L’iscrizione ipotecaria non consente alcun vaglio giurisdizionale, fondandosi non su un credito da accertare, ma su un titolo esecutivo portante un credito ormai liquido ed esigibile, il che esclude una valutazione sulla legittimità della iscrizione anche per sanzioni accessorie al debito tributario.

I giudici di merito, in corretta applicazione dei suddetti principi di diritto, devono ritenere sempre decisiva la circostanza che il ricorrente non avesse né allegato né, tanto meno, provato, che i redditi aziendali fossero destinati ad esigenze speculative o voluttuarie (e che la creditrice fosse di ciò consapevole).

Vige il principio di diritto, costantemente affermato dalla Corte di Cassazione, secondo il quale l’art. 170 c.c., nel disciplinare le condizioni di ammissibilità dell’esecuzione sui beni costituiti nel fondo patrimoniale, detta una regola applicabile anche all’iscrizione di ipoteca non volontaria, ivi compresa quella di cui all’art. 77 del D.P.R. n. 602 del 1973, sicché l’agente della riscossione può iscrivere ipoteca su beni appartenenti al coniuge o al terzo, conferiti nel fondo, se il debito sia stato da loro contratto per uno scopo non estraneo ai bisogni familiari, ovvero – nell’ipotesi contraria – purché il titolare del credito, per il quale l’agente della riscossione procede alla riscossione, non fosse a conoscenza di tale estraneità, dovendosi ritenere, diversamente, illegittima l’eventuale iscrizione comunque effettuata (Cass. 1552/2016; Cass. 20998/2018).
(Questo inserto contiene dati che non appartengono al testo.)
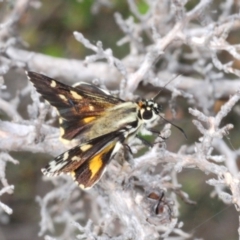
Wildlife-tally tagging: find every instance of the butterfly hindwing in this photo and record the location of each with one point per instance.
(78, 106)
(87, 162)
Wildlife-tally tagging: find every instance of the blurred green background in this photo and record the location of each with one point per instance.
(49, 30)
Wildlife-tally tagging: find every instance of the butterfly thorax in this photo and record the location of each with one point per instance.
(148, 110)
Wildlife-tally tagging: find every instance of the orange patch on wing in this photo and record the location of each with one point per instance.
(97, 163)
(88, 119)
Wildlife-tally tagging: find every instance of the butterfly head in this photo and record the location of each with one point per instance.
(149, 110)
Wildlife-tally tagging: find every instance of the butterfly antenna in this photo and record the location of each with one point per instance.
(180, 129)
(165, 86)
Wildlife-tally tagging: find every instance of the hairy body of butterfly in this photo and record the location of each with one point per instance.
(100, 122)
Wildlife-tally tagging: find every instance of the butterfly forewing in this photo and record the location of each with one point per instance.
(78, 106)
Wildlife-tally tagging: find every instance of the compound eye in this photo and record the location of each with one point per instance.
(147, 114)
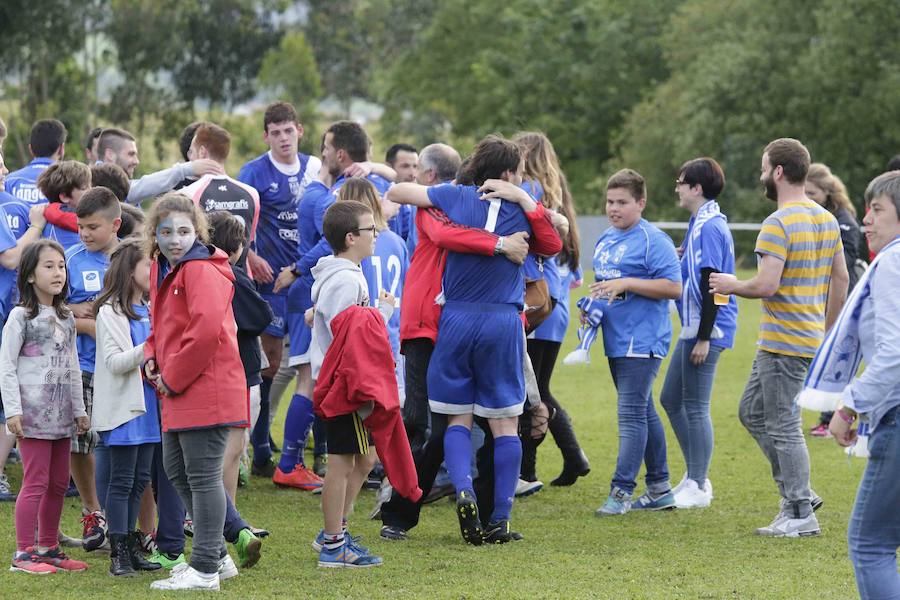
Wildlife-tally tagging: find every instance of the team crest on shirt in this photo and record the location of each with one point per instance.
(92, 281)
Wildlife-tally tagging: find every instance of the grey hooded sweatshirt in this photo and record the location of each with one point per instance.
(339, 284)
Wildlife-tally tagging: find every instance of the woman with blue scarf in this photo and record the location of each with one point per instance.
(868, 329)
(706, 328)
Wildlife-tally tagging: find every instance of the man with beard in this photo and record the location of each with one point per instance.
(800, 252)
(117, 146)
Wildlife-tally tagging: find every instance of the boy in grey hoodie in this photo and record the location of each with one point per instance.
(349, 228)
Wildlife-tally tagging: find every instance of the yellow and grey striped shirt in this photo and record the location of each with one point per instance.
(806, 237)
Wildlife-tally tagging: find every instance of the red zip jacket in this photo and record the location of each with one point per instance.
(358, 371)
(419, 314)
(193, 340)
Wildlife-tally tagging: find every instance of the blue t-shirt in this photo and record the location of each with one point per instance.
(22, 184)
(7, 276)
(636, 326)
(16, 214)
(472, 277)
(279, 198)
(716, 252)
(321, 201)
(66, 238)
(553, 329)
(145, 428)
(389, 265)
(85, 272)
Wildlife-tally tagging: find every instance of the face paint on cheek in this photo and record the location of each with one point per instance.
(175, 235)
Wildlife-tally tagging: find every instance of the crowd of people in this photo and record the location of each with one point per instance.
(417, 306)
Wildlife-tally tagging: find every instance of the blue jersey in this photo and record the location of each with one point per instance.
(716, 252)
(319, 205)
(67, 239)
(553, 329)
(634, 325)
(7, 276)
(145, 428)
(389, 265)
(16, 214)
(23, 183)
(85, 271)
(475, 278)
(279, 198)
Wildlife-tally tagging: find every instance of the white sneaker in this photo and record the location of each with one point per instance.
(784, 526)
(691, 496)
(527, 488)
(578, 356)
(680, 485)
(188, 578)
(227, 568)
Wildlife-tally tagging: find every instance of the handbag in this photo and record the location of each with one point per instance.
(538, 304)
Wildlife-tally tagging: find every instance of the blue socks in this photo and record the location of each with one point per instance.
(507, 459)
(296, 427)
(458, 457)
(259, 437)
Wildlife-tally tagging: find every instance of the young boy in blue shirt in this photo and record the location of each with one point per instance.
(99, 217)
(637, 273)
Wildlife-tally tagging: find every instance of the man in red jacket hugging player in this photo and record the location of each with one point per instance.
(355, 386)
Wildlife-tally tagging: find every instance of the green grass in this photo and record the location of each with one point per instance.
(567, 552)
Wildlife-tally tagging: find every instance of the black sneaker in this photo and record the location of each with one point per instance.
(390, 532)
(469, 521)
(500, 533)
(266, 470)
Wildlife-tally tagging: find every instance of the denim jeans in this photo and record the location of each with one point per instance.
(129, 474)
(685, 396)
(874, 532)
(641, 435)
(193, 462)
(768, 411)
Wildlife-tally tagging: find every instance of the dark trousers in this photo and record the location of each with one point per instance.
(401, 512)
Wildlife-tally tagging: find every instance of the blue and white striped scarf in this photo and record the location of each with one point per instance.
(691, 296)
(837, 359)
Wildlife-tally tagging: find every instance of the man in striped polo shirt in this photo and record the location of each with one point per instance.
(802, 280)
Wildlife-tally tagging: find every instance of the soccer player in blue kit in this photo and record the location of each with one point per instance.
(345, 153)
(280, 176)
(476, 367)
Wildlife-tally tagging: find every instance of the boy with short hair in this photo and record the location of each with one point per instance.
(350, 229)
(63, 184)
(99, 218)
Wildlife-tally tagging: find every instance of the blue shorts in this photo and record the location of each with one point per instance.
(477, 362)
(278, 303)
(299, 299)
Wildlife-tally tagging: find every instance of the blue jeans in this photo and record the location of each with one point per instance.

La Corte di Cassazione ha più volte stabilito che grava in capo al debitore opponente l’onere della prova non solo della regolare costituzione del fondo patrimoniale, e della sua opponibilità al creditore procedente, ma anche della circostanza che il debito sia stato contratto per scopi estranei alle necessità familiari, avuto riguardo al fatto generatore dell’obbligazione e a prescindere dalla natura della stessa (Cass. 20998/2018).

Si tratta di un giudizio di fatto non censurabile dalla Corte di Cassazione, posto che il principio di cui all’art. 2697 c.c. deve essere correttamente applicato e spetta al giudice di merito in via esclusiva (e salvo che si tratti di prova a valutazione legale) il compito di individuare le fonti del proprio convincimento, di controllarne l’attendibilità e la concludenza (Cass. 16497/2019; Cass., ordinanza n. 5369 depositata il 27 febbraio 2020).

In merito alla affermazione che i debiti fiscali rientrerebbero “a pieno titolo” tra le spese necessarie alla famiglia, essa è in contrasto con quanto affermato dalla Corte di Cassazione in ordine al criterio identificativo dei debiti per i quali può avere luogo l’esecuzione sui beni del fondo patrimoniale.

Il predetto criterio va ricercato non già nella natura dell’obbligazione ma nella relazione tra il fatto generatore di essa e i bisogni della famiglia, e la predetta finalità non può dirsi sussistente per il solo fatto che il debito derivi dall’attività professionale o d’impresa, dovendosi accertare che l’obbligazione sia sorta per il soddisfacimento dei bisogni familiari e non per esigenze di natura voluttuaria o caratterizzate da interessi meramente speculativi (Cass. 3738/2015).